The sound created by York-based Halo Blind is what happens when five skilled musicians with backgrounds in various groups, backing bands and session recordings bind together to form a solid unit. Imagine my surprise when I found out that this new up and coming band features bassist Stuart Fletcher, who used to be in The Seahorses. Small world. The band’s blend of rock, indie and prog more often than not provides a pleasing listening experience.
With the intriguing ‘Better’, the band’s second LP opens with dramatic, urgent piano notes before interesting rhythms and plaintively atmospheric vocals enter the picture along with the dark chime of guitars, the mood grows heavier throughout until they let it rip in the climactic final minutes. It’s probably fair to say they’ve learned a few tricks from Radiohead, but they are of course, not the first band to be influenced by other musicians. This influence is accentuated by the vocals of Andy Knights and without the strength of the songwriting and arrangements, people would have dismissed them as soundalikes. Why deny yourself the pleasure of this fine music just because the singer’s voice happens to sound like someone else? The songs elevate the band’s music into a place of its own, and the mixture of flavours ensures that Halo Blind’s existence is necessary. As well as bringing plenty of their own style, they do things that Radiohead aren’t able to do anymore, and they’re not afraid to bring out the guitars. But if ‘OK Computer’ was the sound of pre millennial tension, then this is very much the sound of 21st century unrest.
You’d be mistaken for thinking that this is all Thom Yorke-esque paranoia though, in fact what we have here is an admirably diverse album. And when Knights and Chris Johnson swap over the vocal duties, these switches immediately bring out different sides to the band’s music. Taking a stand against complacency is the explosive ‘Revolutionary Soul’, which ticks with burning angst and seethes with the sort of raw, socio political anger that is bound to inspire plenty of fists to hit the air when played live. Imagine if Britpop suddenly went punk. The following ‘Mirage’ is the third of three opening highlights, displaying a knack for beautifully emotive vocal melodies and a chiming sadness that again recalls the gentler moments of ‘OK Computer’. Stunning. It casts a long shadow over the bleak ‘Saturate’, which could have done with some work on the lyrical/musical combination during the verses, but does have a lovely outro. The double bill of ‘Torrential’ and ‘Downpour’ is a mixed blessing: although the former is indeed a darkly anthemic indie rock epic, the latter isn’t quite as effective. It’s a bravely eclectic record, playing around with brass bands on the brief divider ‘End Of The First Side’, an idea that in an odd way almost echoes Blur‘s albums of the mid 90s.
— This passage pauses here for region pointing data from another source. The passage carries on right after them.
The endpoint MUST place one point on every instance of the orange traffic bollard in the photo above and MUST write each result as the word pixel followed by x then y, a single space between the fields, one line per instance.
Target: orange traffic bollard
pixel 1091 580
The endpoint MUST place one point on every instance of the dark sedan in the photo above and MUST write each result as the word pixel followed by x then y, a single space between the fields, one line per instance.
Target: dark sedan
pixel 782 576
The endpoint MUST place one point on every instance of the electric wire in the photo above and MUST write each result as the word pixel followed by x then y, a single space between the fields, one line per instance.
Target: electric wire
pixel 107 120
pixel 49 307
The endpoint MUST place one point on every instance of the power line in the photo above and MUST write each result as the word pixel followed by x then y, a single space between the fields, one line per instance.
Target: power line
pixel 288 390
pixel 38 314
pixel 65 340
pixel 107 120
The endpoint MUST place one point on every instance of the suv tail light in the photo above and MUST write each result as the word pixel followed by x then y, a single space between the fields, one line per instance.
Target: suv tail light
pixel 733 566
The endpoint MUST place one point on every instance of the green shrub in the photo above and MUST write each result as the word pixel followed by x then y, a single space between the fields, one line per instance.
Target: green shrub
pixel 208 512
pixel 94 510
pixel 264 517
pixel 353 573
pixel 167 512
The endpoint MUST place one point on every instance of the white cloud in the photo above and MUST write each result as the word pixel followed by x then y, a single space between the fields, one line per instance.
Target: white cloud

Meanwhile, the prominently mad ‘Brain Dogs’ mixes hard rock riffs with raw funk beats and hungry, unhinged vocals. It even recalls ridiculously underrated 90s legends Mansun at times. Ultimately, the chorus lacks the punch it really requires, but at times it feels like that doesn’t matter when the rest of it is so brilliantly mad. You’ll either love it or hate it, or like me, change your opinion on it several times. The undeniable influence of Radiohead is again conspicuous during highlight ‘False Alarm’, where hypnotic introspection is paired with a cold sense of paranoia before something indescribable emerges and takes it elsewhere, once again ensuring that the music is not overly derivative. Echoes of the aforementioned Oxford group can also be heard within the fidgety electronic percussion and processed voices of the fantastic ‘Analogue’, although there is a greater emphasis on melody and structure.
The haunting, sparse instrumentation of ‘The Puppet’ focuses in on masterfully placed piano chords and and a solemnly soaring vocal, as a nicely composed tune is underpinned by a graceful sense of hope. Elsewhere, the mournful ‘Smithereens‘ doesn’t quite hit the mark, despite a simple and superb cry of guitars near the end, as well as a surprising touch of ukelele that proves to be an unexpectedly well suited embellishment. The dark melodrama of ‘Coma’ is almost something Brett Anderson would be proud of, and offers one last burst of surging emotion before the album closes with the dreamy haze of ‘Control’.
Slightly overlong, perhaps some necessary editing would improved the end product, but that’s no reason not to enjoy the many high points of ‘Occupying Forces’. Ambitious, and fearlessly eclectic it is. Sometimes it works, sometimes it doesn’t, but you can’t fault them for having a go. Diverse and epic.